Documentation API REST TEYE
Vue d’ensemble des principes d’intégration pour connecter les images, métadonnées et événements TEYE à vos outils métiers.
Exploiter les flux photo et leurs métadonnées.
Récupérer des événements utiles au pilotage.
Brancher TEYE à vos portails, tableaux de bord ou ETL.
Travailler avec des droits, des filtres et des usages cadrés.
Pourquoi cette ressource est utile
Cette page a été pensée comme une ressource de cadrage. Elle permet de donner une base claire aux équipes projet, aux clients ou aux partenaires avant d'entrer dans des échanges plus opérationnels ou contractuels.
- Une ressource claire, orientée usage chantier.
- Un contenu exploitable par les équipes terrain et bureau.
- Une base éditoriale cohérente avec le positionnement ERIGE.
Introduction
La valeur d’une plateforme de suivi visuel augmente fortement lorsqu’elle s’intègre au reste de votre écosystème. C’est particulièrement vrai sur les projets où les images doivent nourrir un portail client, un reporting interne, un tableau de bord opérationnel ou une chaîne documentaire métier.
Cette ressource ne remplace pas une référence d’API détaillée endpoint par endpoint. Elle pose plutôt le cadre fonctionnel utile pour penser proprement l’intégration de TEYE : quelles données exposer, dans quels usages, avec quels niveaux de filtrage et de sécurité.
1. Commencer par cartographier les usages métier
Avant de connecter une API, il faut définir ce que l’on veut réellement faire des données. Certaines organisations souhaitent simplement afficher la dernière image d’un projet dans un portail. D’autres veulent alimenter un reporting automatisé, rapprocher des alertes d’un autre système ou historiser des indicateurs.
Cette cartographie évite de sur-exposer des données inutiles et permet de cadrer l’intégration autour de besoins concrets plutôt qu’autour d’une logique purement technique.
2. Les objets les plus utiles à exposer
Dans la plupart des cas, les objets clés sont : les projets, les caméras, les images, les dates de capture, certains indicateurs de statut, les exports générés et les événements ou alertes associés.
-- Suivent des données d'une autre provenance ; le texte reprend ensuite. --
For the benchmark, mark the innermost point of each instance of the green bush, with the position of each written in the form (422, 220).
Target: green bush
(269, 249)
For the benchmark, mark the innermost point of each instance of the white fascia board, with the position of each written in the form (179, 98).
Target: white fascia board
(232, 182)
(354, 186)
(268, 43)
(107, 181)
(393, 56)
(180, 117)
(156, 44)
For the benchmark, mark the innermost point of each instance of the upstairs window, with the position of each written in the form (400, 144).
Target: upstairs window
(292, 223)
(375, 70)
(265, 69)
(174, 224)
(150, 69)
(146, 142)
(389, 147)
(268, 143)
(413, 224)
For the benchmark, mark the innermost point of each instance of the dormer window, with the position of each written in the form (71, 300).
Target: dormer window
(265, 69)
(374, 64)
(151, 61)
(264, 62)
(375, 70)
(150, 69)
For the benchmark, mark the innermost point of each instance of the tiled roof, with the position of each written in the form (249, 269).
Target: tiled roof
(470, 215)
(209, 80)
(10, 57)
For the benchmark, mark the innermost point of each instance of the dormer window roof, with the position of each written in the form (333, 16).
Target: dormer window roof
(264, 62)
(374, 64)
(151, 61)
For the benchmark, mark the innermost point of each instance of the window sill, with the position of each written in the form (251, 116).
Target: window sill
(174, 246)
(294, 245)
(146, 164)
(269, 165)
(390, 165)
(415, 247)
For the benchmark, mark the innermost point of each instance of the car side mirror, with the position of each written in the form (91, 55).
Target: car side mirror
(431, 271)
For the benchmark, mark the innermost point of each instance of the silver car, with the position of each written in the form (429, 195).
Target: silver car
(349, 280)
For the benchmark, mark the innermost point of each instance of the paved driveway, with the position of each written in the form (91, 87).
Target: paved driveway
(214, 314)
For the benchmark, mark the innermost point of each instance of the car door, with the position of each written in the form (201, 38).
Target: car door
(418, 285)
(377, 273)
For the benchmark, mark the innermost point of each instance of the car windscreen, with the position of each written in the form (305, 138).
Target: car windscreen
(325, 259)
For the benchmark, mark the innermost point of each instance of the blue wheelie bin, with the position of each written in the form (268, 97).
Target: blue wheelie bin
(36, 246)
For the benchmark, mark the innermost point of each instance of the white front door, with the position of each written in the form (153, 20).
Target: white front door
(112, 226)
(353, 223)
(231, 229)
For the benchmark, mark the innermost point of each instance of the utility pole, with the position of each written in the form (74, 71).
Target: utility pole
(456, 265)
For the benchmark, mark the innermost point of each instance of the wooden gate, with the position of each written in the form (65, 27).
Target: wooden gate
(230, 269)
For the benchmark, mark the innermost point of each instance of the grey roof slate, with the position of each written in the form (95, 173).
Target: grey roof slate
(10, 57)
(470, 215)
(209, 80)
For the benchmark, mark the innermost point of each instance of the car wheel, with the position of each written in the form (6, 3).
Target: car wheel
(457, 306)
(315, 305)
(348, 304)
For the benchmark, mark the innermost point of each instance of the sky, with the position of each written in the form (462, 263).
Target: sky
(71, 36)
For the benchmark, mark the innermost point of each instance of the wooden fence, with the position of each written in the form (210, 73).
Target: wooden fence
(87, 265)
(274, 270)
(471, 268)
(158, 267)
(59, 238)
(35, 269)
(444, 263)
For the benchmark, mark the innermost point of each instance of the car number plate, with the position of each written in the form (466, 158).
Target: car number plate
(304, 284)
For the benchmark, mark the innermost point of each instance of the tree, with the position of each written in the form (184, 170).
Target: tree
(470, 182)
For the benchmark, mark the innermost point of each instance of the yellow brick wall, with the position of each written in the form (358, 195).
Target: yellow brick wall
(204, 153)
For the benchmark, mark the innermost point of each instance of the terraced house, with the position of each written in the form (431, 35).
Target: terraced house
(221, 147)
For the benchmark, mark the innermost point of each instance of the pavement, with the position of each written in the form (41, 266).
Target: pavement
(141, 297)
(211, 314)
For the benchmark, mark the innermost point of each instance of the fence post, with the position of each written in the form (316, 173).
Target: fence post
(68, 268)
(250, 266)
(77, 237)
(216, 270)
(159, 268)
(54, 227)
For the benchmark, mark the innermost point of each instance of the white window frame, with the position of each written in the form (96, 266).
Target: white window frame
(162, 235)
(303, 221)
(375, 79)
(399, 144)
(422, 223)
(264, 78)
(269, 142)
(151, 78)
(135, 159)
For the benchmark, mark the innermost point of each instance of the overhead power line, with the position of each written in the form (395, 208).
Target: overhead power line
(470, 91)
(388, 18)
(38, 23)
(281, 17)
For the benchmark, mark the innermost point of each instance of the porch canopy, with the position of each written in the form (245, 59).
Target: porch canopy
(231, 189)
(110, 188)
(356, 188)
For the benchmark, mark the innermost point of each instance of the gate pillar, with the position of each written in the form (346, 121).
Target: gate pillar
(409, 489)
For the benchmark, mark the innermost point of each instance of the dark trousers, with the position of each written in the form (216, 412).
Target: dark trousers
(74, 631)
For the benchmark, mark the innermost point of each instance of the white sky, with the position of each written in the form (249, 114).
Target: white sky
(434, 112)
Selon votre niveau de maturité, vous pouvez également vouloir récupérer des métadonnées de contexte comme les périodes, les tags projet, les zones ou des informations liées à des traitements automatiques.
3. Penser les intégrations comme des flux filtrés
Un bon design d’API ne consiste pas à tout rendre accessible partout. Il consiste à exposer le juste niveau d’information pour chaque usage : dernière image, plage temporelle, ressource spécifique, sélection projet ou export ponctuel.
Cette logique de filtrage améliore la sécurité, les performances et la lisibilité de l’intégration. Elle évite aussi de transformer l’API en simple robinet de données difficile à maintenir.
4. Sécurité, droits et gouvernance des accès
Les images de chantier peuvent être sensibles pour des raisons opérationnelles, contractuelles ou réglementaires. Toute intégration doit donc être pensée avec une vraie logique d’authentification, de segmentation des accès et de traçabilité.
Il faut notamment distinguer les besoins d’un administrateur interne, d’un client final, d’un partenaire ou d’un outil automatisé. Chaque profil n’a pas besoin du même périmètre ni du même niveau de détail.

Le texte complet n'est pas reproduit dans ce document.